Gestärkt aus der Krise? Bürger erwarten mehr Ehrlichkeit in der Politik

Veröffentlicht am 14.09.2009 in Wahlen

Die SPD-Ortsvereine Löchgau-Freudental und Besigheim hatte zur gemeinsamen Wahlveranstaltung nach Besigheim eingeladen. Zahlreiche Bürger kamen, um den jungen Bundestagskandidaten Thorsten Majer aus Ingersheim zu hören und mit ihm zu diskutieren.

Gestärkt aus der Krise - was muss die Politik tun um das Vertrauen der Wähler wieder zu gewinnen? Mit dieser Frage beschäftigte sich Majer ausführlich. Zur Klimakrise forderte er weiterhin den Ausbau der regenerativen Energien und das Festhalten am Atomausstieg. Auch die Bürger müssten begreifen, dass man nicht auf Dauer für 50 € nach Rom fliegen könne und trotzdem das Klima retten kann.

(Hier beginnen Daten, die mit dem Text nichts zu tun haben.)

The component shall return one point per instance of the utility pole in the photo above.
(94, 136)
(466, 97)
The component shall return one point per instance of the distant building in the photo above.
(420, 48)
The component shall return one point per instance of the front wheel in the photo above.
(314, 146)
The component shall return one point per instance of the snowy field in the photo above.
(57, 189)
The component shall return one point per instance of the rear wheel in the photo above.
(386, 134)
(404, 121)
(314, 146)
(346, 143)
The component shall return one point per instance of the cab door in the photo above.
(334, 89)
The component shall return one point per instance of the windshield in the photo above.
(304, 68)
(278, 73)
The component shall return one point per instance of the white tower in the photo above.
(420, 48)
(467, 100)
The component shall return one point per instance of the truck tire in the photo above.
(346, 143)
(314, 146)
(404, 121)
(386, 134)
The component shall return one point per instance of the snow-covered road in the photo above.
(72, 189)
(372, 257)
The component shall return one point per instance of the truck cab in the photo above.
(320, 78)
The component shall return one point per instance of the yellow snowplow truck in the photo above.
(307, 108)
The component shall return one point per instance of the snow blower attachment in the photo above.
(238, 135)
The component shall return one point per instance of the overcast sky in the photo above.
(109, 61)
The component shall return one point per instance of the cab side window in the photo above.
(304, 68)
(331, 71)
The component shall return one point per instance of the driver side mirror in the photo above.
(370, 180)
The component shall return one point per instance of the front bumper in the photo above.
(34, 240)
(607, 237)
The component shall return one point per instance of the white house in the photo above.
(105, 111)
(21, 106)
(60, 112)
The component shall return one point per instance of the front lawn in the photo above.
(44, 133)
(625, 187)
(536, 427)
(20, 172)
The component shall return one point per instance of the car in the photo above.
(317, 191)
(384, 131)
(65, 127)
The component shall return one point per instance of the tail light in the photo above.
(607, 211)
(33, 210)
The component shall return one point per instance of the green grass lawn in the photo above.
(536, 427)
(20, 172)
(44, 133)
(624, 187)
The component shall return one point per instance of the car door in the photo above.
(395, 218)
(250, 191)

Majer befürchtet im Blick auf die vielen Versprechungen im Wahlkampf, dass am Montag nach der Wahl das böse Erwache folge. Der Kassensturz werde zeigen, dass viele Versprechungen nicht finanzierbar seien, daher sollte man sich auf machbare und sinnvolle konzentrieren. Der Mindestlohn sei für ihn aber eine der wichtigsten Forderungen. Wer 40 Stunden in der Woche arbeite und von dem Lohn dafür nicht leben könne, werde ausgebeutet.

In der Diskussion meldeten sich besorgte Bürger zu Wort. Sie forderten von der Politik mehr Haftung und Strafen für Manager und Aufsichtsräte, die ihre Unternehmen an die Wand gefahren hätten. Dass sie dafür auch noch Bonuszahlungen in Millionenhöhe erhalten, sei ein Skandal. Arbeitnehmer und Steuerzahler müssten letztendlich die Zeche zahlen.

Wer die Umwelt zerstöre, müsse zur Verantwortung gezogen werden und wenn es sich zumindest in einer Kerosinsteuer und Ähnlichem niederschlagen würde.

Die SPD-Ortsvorsitzenden Winfried Albrecht aus Löchgau und Bruno Kneisler aus Besigheim sagten Thorsten Majer die volle Unterstützung zu. "Unverbrauchte Leute mit Ideen und Visionen braucht die Politik, sie allein können das Vertrauen der Bürger in die SPD und Politik allgemein wieder herstellen", so Kneisler zum Abschluss der Veranstaltung.